Output interpretation: The ICC value and confidence interval tell you how reliable the raters are. If ICC=0.862 with 95% CI [0.65, 0.95], you can be 95% confident the true ICC is between 0.65 and 0.95—a fairly wide range suggesting you need more items for a precise estimate.

Reporting ICC in Evaluation Documentation

When publishing results, follow APA format for ICC reporting:

Minimal reporting: "Inter-rater reliability was assessed using intraclass correlation coefficient. ICC(2,1) = 0.862, 95% CI [0.65, 0.95]."

Comprehensive reporting:

"To ensure annotation quality, three human raters evaluated 150 model outputs on a five-point quality scale (1=Poor to 5=Excellent). Raters completed a 90-minute calibration session on 15 anchor items before beginning full annotation. Inter-rater reliability was assessed using the two-way mixed intraclass correlation coefficient with absolute agreement (ICC[2,1]) for individual ratings. Results indicated excellent agreement: ICC(2,1) = 0.862, 95% CI [0.78, 0.92]. The average of three raters' judgments (ICC[2,3]) was 0.949, indicating that aggregated scores are highly reliable for downstream analysis. Item-level ICC analysis revealed 4 items (2.7%) with ICC < 0.40, which were flagged for re-annotation."
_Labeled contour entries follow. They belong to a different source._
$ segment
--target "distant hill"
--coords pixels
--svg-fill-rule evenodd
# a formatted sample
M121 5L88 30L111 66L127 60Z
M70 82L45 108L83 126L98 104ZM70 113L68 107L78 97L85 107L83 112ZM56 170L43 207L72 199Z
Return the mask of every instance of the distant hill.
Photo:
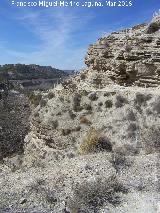
M51 79L68 76L69 73L51 66L39 66L36 64L5 64L0 65L0 80L24 80L24 79Z

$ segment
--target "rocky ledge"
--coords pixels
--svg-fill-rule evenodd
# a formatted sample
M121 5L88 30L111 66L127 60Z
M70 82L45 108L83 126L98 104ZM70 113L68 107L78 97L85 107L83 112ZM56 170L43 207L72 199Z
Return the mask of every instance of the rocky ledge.
M160 211L159 19L99 39L86 70L32 97L21 167L1 165L2 208Z

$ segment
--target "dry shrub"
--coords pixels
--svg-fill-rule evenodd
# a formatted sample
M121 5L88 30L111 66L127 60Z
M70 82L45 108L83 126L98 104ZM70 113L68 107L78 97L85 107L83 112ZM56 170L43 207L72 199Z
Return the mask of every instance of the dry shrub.
M41 94L35 94L34 92L29 94L29 101L32 105L34 106L38 106L41 99L42 99L42 95Z
M119 193L126 189L117 181L115 176L90 182L84 181L73 186L73 196L68 200L71 212L98 212L99 207L110 204L117 206L121 203Z
M81 123L81 124L90 125L90 124L91 124L91 121L89 121L88 118L86 118L85 116L81 116L81 117L80 117L80 123Z
M100 131L91 128L80 144L79 154L88 154L97 151L112 151L112 144Z
M94 151L100 138L100 132L94 128L91 128L86 134L83 142L80 144L78 152L80 154L87 154Z
M142 149L146 154L160 152L160 127L152 126L141 132Z

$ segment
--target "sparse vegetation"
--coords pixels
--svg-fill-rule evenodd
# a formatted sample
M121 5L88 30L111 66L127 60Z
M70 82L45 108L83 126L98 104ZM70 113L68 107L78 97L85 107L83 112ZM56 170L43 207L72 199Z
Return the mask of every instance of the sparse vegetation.
M109 139L101 134L100 131L91 128L84 137L79 146L79 154L88 154L91 152L112 151L112 144Z
M106 108L112 108L112 106L113 106L112 100L105 101L105 107Z
M128 103L128 101L126 98L122 97L121 95L117 95L116 102L115 102L115 106L117 108L123 107L127 103Z
M34 105L35 107L39 105L42 99L42 95L40 93L35 94L34 92L32 92L28 96L29 96L30 103Z
M151 126L141 132L142 148L146 154L160 152L160 127Z
M90 93L88 98L91 100L91 101L96 101L98 99L98 96L96 93Z
M117 206L121 203L119 193L126 193L126 189L118 183L115 176L102 180L85 181L73 186L73 197L70 197L67 206L71 212L98 212L104 204Z
M92 124L91 121L89 121L88 118L86 118L85 116L81 116L80 117L80 123L81 124L86 124L86 125Z

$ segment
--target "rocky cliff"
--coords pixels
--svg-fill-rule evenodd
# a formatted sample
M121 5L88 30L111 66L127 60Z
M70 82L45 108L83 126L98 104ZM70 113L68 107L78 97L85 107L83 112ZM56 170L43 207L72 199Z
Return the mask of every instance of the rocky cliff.
M159 20L99 39L86 70L34 97L22 167L1 166L3 208L160 211Z

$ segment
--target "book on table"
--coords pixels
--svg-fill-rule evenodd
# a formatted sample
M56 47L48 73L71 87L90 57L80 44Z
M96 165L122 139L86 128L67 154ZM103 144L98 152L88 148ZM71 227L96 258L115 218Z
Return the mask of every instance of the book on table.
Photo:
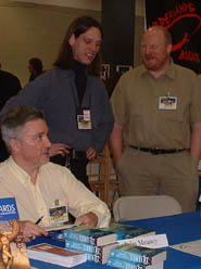
M26 245L22 243L14 197L0 198L0 268L30 268Z
M124 223L112 223L109 228L104 228L105 231L111 231L117 234L117 240L133 239L141 235L155 234L155 231L145 229L140 227L124 225Z
M118 269L163 269L164 261L161 260L151 266L109 257L106 265Z
M96 246L91 244L86 244L78 241L66 240L65 248L70 251L76 252L85 252L87 253L87 259L93 260L95 262L105 264L108 257L110 256L110 251L116 247L117 243Z
M124 244L111 249L110 257L153 266L166 259L166 251Z
M105 229L88 228L86 226L77 226L63 230L65 240L79 241L91 245L106 245L116 242L116 233L106 231Z
M87 261L87 255L85 253L72 252L48 243L29 246L27 252L32 259L63 267L73 267Z

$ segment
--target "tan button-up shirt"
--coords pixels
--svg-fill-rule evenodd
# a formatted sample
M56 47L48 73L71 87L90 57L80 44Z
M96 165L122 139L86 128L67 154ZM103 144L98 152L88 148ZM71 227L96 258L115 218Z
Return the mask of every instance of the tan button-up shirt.
M36 184L12 157L1 163L0 197L15 197L21 220L35 222L43 216L41 226L50 226L49 208L55 206L55 201L67 205L75 217L95 213L98 227L108 227L111 218L105 203L76 180L67 168L52 163L40 167Z
M176 110L159 108L160 97L167 94L177 99ZM173 62L159 78L141 65L122 76L112 107L125 144L189 149L190 128L201 121L201 84L192 71Z

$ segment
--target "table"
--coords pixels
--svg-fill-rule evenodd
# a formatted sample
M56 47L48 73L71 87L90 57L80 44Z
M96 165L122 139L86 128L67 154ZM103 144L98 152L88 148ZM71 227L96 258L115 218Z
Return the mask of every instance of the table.
M169 245L190 242L201 239L201 217L200 212L179 214L168 217L150 218L142 220L126 221L146 229L152 229L160 233L166 233ZM40 239L37 239L40 242ZM36 242L37 243L37 242ZM50 242L51 243L51 242ZM186 254L171 247L166 248L167 260L164 262L164 269L201 269L201 258L194 255ZM30 261L30 264L41 269L63 269L64 267L53 266L39 261ZM73 267L75 269L110 269L105 265L87 261L86 264Z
Always include: the ICC form (2,1 vs. 3,1 vs. 2,k), whether you're reporting single or average ratings, the confidence interval, sample size, and number of raters. This allows readers to assess the reliability of your evaluation.

Pro Tip: If using ICC(2,k) for aggregated scores, also report ICC(2,1) for transparency. Reviewers understand that ICC improves with averaging, so showing both numbers demonstrates you're not inflating the statistic.

Key Takeaways: ICC for Multi-Rater Agreement

  • ICC measures correlation across multiple raters and works with continuous/ordinal data, unlike Cohen's Kappa (2 raters only, categorical).
  • Six ICC forms exist; most AI eval uses ICC(2,1) for single raters with a fixed team, or ICC(3,1) to generalize to new raters.
  • ANOVA decomposition is the foundation: ICC is high when item variance dominates rater variance.
  • Cicchetti benchmarks (poor <0.40, fair 0.40-0.59, good 0.60-0.74, excellent 0.75+) are context-dependent; clinical evals need 0.80+, but ranking tasks accept 0.60+.
  • Calibration sessions are the highest-impact intervention for improving ICC, often gaining 0.10-0.20 points with a single 90-minute session.
  • Always report confidence intervals alongside point estimates to show precision and sample adequacy.
  • Sample size matters: ~50 items needed for stable ICC ≥ 0.75 estimates; fewer items = wider confidence intervals.